Heike Taubert sieht nach dem Gespräch mit den Neurologen jedenfalls Handlungsbedarf. \"Psychiater, Neurologen und Nervenärzte sind in Thüringen nicht gerade breit gestreut, gleichzeitig nimmt der Bedarf zu, deshalb muss jede Praxis betrieben werden und wir können es uns nicht leisten, dass ein Arzt aufgibt\", so Taubert auf Nachfrage. Die SPD-Fraktion wolle nun ihr Bild von der Situation in Gesprächen mit der KV komplettieren und das Problem zudem zum Thema im nächsten Sozialausschuss machen.

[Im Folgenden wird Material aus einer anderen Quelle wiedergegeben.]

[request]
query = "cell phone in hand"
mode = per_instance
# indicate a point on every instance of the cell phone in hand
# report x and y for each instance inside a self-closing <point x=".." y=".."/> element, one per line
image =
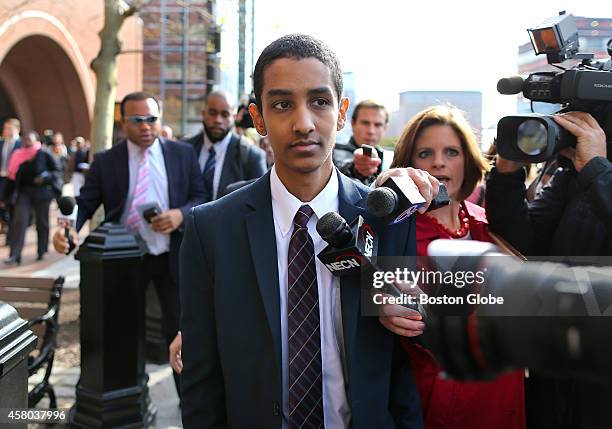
<point x="150" y="213"/>
<point x="367" y="150"/>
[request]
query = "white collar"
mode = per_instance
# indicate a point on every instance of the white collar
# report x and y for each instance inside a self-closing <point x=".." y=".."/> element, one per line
<point x="285" y="205"/>
<point x="135" y="150"/>
<point x="221" y="145"/>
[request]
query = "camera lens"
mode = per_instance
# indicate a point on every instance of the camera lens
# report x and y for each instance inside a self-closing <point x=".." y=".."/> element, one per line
<point x="532" y="137"/>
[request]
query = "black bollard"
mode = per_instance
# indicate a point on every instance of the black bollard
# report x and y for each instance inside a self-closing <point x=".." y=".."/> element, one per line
<point x="16" y="343"/>
<point x="112" y="391"/>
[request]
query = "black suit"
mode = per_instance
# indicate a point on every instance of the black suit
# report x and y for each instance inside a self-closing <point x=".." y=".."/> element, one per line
<point x="107" y="183"/>
<point x="243" y="161"/>
<point x="230" y="320"/>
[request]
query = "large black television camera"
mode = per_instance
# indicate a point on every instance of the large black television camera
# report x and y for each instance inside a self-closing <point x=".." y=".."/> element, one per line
<point x="586" y="87"/>
<point x="546" y="316"/>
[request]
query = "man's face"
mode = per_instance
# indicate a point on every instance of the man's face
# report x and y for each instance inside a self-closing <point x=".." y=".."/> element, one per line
<point x="9" y="131"/>
<point x="28" y="141"/>
<point x="141" y="122"/>
<point x="300" y="114"/>
<point x="217" y="117"/>
<point x="369" y="126"/>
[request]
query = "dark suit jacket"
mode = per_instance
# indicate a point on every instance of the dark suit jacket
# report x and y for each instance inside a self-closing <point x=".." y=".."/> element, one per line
<point x="108" y="182"/>
<point x="17" y="145"/>
<point x="243" y="161"/>
<point x="231" y="320"/>
<point x="45" y="165"/>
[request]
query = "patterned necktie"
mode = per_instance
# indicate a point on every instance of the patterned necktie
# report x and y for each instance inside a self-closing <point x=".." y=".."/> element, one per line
<point x="140" y="193"/>
<point x="209" y="171"/>
<point x="304" y="335"/>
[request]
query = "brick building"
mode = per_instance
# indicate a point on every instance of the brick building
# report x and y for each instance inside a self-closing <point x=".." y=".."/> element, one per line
<point x="46" y="47"/>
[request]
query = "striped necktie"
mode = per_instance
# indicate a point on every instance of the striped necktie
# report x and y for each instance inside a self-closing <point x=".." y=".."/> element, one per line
<point x="303" y="329"/>
<point x="134" y="219"/>
<point x="209" y="171"/>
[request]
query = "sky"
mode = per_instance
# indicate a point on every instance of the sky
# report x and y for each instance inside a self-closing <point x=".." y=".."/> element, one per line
<point x="399" y="45"/>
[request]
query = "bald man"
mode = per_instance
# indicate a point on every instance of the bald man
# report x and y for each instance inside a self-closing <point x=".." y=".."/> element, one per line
<point x="224" y="157"/>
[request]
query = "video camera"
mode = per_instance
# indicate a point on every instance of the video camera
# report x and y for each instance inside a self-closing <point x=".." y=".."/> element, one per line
<point x="586" y="87"/>
<point x="554" y="317"/>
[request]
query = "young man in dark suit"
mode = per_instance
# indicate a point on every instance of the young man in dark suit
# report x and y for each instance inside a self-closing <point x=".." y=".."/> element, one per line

Bei der KV gibt man sich durchaus gesprächsbereit. Auch der Vorstand der Kassenärztlichen Vereinigung Thüringen könne zurzeit nur Hochrechnungen zum erreichbaren Umsatz einer Praxis im ersten Quartal 2009 anstellen, versuchte die Vorsitzende, die Meininger Allgemeinmedizinerin Regina Feldmann, im Vorfeld des Krisengespräches im Landtag die Verwerfungen zu entschuldigen. Das endgültige Ergebnis werde erst im Juli 2009 vorliegen. Erst danach könne man definitiv feststellen, welche Ärztegruppen zu den Gewinnern und welche zu den Verlierern des neuen Honorarsystems zählen.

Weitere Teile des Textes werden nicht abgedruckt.